FAKE Digital Transformation Hoax Opening Massive Sales Opportunity
Vendors are selling their products as transformative, when they may not be.
Remember Y2K vendor-led hoax that scared the living daylights out of boardrooms and breakrooms across the globe? Well if not, here’s a quick link.
Hundreds of articles predicted late payroll checks, manufacturing systems failing … even so preposterous a thought as a plane falling from the sky if 1999 did not roll into 2000.
Y2K was a massive, vendor-led hoax that made a lot of otherwise useless vendors and their sales reps rich. It had precisely the proper impact on those who sit in board rooms and get their technology understanding from grandchildren, AM Radio, or the New York Times.
We are now in the midst of another totally fake, vendor-led hoax called digital transformation.
We are not saying digital transformation is a hoax. Our thesis is the solutions from the digitally-challenged vendor community will simply not get companies to the Digital Promised Land any time soon. Maybe never. They will, however, take billions from those same companies who are terrified they need “… to do something.”
It all started when truly “digital native” companies such Amazon, Tesla, and others were born without the legacy IT systems that plague most Fortune 1,000 firms. Businesses such as Walmart, airlines, or anyone serving customers directly faced technology demands they could not fulfill.
The legacy software and consulting industry saw a positioning challenge. And an opportunity. Their customers wanted to “digitally transform.”
These software and consulting firms never realized they would need to deliver new apps, ones that could be built in days and weeks on mobile platforms. They certainly had not done it for themselves. Nor knew anyone else who had done so.
Their marketing teams, ever sensitive to the newest trend introduced by Forrester and Gartner, started positioning their products as “transformational.”
Today, much of the IT industry is being propelled by every sort of inherently non-digital vendor promising to digitally transform their hapless customers.
The word “transform” means a company’s critical capabilities become stronger and different as a direct result of the massive check it is going to write. It means creating customer value. It means faster, nimble, more intimate, less costly, more differentiated engagement with customers on both the desktop and mobile devices.
The hoax being perpetrated is that legacy vendors cannot get client companies there. These aggressive vendors are not there, themselves.
This past week we saw this vendor-led hoax play out for one of the largest companies in the world. We were in Houston with the CTO of a Fortune 20 company. During an enjoyable lunch, we inquired about how the cloud migration was going.

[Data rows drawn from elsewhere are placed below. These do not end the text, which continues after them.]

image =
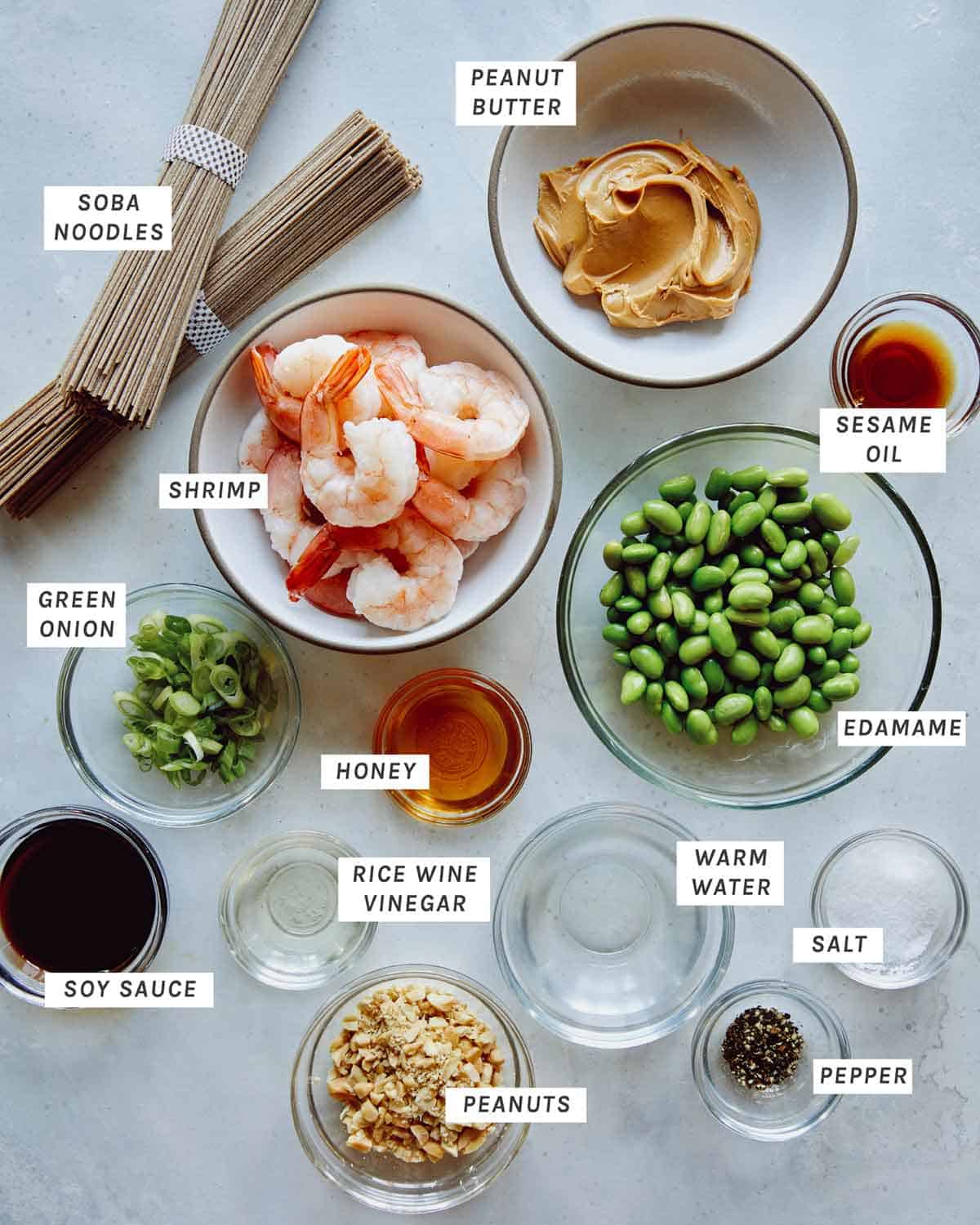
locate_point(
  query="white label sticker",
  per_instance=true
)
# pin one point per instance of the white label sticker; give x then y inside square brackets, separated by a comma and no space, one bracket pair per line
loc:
[374,772]
[539,93]
[918,729]
[882,440]
[838,945]
[413,889]
[729,874]
[516,1107]
[107,220]
[76,615]
[217,492]
[862,1076]
[184,989]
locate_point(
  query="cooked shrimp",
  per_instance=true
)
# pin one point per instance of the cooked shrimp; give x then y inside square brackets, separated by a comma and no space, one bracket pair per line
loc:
[458,409]
[485,507]
[424,592]
[282,408]
[374,483]
[391,348]
[301,365]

He said, “Well, we are moving everything to the cloud. We use all the major providers. We gave up on IT as something we can deliver ourselves.”
That sounded like a pretty good prospect for cloud sales reps. Then he added, “Lift-and-shift does not work. We tell our Board ‘Sure, we are transforming,’ but we just run the same crap on the cloud we ran in our data centers. Nothing is different except we are not actively managing IT anymore.”
We asked how their “digital transformation” was going. The CTO laughed. He said they were buying time with their Board by moving apps to the cloud. The apps did not operate any differently, they were not faster, they did not use less storage, and they were certainly no easier to make customer-engaging. The great cloud migration, for one of the largest companies on the planet, was just a way to buy time because they did not know how to become truly digitally transformed.
Our thesis is there is a gulf between expectations of Senior Management for what digital transformation means and what they are going to get from all the legacy vendors who promise it is about to become a reality. Vendors who deliver nothing but the same cumbersome legacy systems — running in the cloud instead of in an on-premise data center — are doing their customers a disservice.
We believe as this realization takes hold, a new software and services market will need to emerge as companies realize what they thought was transformation via the cloud was really not very different from 1980’s timesharing.
Just moving apps to the cloud is not digital transformation. Companies are now learning the ugly reality this is a vendor-led hoax.